Some portions of a paper Susan Awbrey and I presented at a Society for Applied Learning Technology conference in 1990 may be relevant at this juncture.
How do we, and how should we, integrate the empirical and rational sources of information that make up our putative knowledge of the actual world we observe and the possible worlds we contemplate? That is the question we sought to address in this line of research.
Those are hardly new questions, of course, but it’s my firm opinion to this day that Peirce set out new ideas, and intrinsically integral ideas, if you will, when it comes to answering them.

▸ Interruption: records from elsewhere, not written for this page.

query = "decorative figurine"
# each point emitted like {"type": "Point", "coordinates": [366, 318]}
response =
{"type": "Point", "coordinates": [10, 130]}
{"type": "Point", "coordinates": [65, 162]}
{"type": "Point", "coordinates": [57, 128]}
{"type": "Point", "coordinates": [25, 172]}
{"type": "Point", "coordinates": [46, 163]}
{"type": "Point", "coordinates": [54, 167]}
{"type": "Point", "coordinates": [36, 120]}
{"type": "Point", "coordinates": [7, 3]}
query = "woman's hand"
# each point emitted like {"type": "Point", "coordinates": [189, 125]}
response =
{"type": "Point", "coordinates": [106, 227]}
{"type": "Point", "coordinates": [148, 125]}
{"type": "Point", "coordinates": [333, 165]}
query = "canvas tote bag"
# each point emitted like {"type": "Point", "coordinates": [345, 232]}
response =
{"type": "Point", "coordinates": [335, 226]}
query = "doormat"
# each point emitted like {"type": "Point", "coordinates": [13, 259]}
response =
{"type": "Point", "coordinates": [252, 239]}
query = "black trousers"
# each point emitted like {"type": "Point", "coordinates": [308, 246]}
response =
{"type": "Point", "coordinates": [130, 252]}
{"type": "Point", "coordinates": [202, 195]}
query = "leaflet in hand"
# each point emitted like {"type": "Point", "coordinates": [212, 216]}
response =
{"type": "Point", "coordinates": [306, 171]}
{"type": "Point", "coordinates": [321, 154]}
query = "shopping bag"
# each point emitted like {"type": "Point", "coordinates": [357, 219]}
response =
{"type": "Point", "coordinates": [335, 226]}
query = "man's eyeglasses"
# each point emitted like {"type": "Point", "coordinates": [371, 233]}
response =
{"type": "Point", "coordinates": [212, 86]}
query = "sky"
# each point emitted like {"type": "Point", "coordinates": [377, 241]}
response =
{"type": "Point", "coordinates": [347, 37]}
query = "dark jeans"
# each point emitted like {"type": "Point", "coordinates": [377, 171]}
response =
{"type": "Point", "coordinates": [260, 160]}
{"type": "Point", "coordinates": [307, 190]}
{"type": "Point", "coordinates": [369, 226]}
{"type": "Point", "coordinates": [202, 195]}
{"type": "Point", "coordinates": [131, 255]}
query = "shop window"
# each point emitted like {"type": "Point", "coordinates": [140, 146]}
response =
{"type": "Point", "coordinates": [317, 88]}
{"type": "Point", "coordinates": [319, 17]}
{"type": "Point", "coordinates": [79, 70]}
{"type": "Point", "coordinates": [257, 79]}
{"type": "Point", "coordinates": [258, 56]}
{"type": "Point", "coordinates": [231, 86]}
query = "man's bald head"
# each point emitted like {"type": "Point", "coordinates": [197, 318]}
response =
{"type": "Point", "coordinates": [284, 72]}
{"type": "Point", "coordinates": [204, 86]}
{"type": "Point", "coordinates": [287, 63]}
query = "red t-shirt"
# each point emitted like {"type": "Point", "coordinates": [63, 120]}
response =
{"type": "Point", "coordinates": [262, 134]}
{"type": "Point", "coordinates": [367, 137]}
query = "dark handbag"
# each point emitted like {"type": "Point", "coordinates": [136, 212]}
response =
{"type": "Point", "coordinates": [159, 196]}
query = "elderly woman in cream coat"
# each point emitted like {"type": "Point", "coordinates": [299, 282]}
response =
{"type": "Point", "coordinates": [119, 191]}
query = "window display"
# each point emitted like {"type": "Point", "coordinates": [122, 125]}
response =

One way to explore the problem domain is to write computer programs that tackle the task of integrating learning and reasoning faculties, starting with simple but non-trivial functions of those types, and to see what one can see from the trials of doing that.
Here is our overture:
Abstract
If computer programs were smarter, they would, like people, recognize sequences of events, form models of their environment, and formulate rules based on experience. This paper describes the development of a program designed to address the difficult computational problems involved in integrating the inductive and deductive reasoning necessary to perform such tasks. Theme One is a prototype program composed of Index, a learning algorithm for sequential data, and Study, an algorithm for building logical models. The project goal is an interactive research tool that assists students and investigators in the exploration of qualitative data using artificial intelligence.